Could the New Year be a watershed for environmental, social and governance, or ESG, investing? The head of Europe, the Middle East and Africa at Northern Trust Asset Management, Marie Dzanis, believes it will be.
“2019 is going to be the year in sustainable investing,” Dzanis recently told Bloomberg Daybreak: Europe. “This is a huge theme because on the back of market volatility in 2018, a lot of uncertainty, people want to make sure their personal values, their corporate values, match their investments.”
Dzanis admitted that numerous definitions of ESG investing exist. She said she and her colleagues spent a lot of time with clients explaining their vision for the sector.
But some themes recur, she said. European pension funds, for example, are increasingly from companies that produce tobacco and weapons, for example. Younger investors who clearly represent the future of finance are also more likely to consider ESG principles in their portfolios.

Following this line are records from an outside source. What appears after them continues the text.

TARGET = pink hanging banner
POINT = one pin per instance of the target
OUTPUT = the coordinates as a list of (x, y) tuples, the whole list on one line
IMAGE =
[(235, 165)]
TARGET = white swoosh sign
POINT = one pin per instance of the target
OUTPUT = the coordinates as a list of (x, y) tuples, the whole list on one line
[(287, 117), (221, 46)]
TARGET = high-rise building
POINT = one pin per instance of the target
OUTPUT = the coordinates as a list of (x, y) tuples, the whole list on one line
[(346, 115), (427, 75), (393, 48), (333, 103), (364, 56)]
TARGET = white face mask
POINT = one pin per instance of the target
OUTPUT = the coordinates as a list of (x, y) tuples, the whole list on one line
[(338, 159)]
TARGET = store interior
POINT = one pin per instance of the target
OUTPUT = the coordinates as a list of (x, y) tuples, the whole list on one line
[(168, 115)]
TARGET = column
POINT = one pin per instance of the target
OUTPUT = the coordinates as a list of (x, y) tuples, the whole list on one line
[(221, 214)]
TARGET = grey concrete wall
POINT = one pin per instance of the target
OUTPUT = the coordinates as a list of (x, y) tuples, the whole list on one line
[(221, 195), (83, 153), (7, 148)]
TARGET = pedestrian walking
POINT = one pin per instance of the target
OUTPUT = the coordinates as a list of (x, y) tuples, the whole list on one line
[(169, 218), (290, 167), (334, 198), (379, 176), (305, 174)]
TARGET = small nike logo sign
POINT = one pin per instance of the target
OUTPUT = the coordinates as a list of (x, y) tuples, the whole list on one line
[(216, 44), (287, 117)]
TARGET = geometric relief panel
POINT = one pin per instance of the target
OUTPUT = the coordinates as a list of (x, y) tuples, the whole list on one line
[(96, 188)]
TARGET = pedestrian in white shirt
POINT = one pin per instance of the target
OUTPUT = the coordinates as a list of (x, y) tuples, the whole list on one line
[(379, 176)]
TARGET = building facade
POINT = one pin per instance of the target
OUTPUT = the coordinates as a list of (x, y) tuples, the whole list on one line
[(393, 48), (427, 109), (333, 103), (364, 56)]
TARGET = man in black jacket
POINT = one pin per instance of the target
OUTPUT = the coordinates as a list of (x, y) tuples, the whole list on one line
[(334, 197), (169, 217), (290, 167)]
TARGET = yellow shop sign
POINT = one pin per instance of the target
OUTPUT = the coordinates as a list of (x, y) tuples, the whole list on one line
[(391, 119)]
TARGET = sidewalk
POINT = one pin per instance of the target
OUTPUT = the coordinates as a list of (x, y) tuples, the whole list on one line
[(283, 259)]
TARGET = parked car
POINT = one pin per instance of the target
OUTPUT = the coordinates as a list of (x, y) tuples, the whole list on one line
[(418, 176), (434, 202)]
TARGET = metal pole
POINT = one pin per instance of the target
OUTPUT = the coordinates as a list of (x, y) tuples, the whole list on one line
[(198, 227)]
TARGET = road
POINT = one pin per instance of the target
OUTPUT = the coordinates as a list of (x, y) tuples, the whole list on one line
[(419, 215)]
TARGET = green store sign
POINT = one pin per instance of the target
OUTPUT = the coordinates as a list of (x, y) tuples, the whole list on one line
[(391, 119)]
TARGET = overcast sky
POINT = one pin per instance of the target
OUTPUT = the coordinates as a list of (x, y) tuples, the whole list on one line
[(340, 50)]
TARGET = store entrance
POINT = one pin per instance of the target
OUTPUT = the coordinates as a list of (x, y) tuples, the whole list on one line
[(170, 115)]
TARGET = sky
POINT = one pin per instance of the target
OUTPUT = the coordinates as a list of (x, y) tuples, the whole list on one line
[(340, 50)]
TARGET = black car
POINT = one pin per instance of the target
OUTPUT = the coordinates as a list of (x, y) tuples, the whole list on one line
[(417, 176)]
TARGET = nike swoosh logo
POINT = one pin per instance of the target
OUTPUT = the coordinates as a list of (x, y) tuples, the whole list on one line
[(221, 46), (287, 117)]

“The younger generation is important in growing impact overall,” she said.
She added, however, that food sustainability, recycling, fossil fuels and other issues are only now becoming more popular among mainstream investors.
Investors in the Middle East are slowly converting their holdings from fossil fuels to more sustainable investing, however, in part because they have been so over-leveraged in carbon.
The rise of factor investing could also potentially affect ESG investing, she added.
Factor investing is a strategy where traders identify macroeconomic issues like credit, inflation and liquidity or microeconomic characteristics of assets like management style. Taking those factors into account while adding ESG demands experience and aggressive management, she said.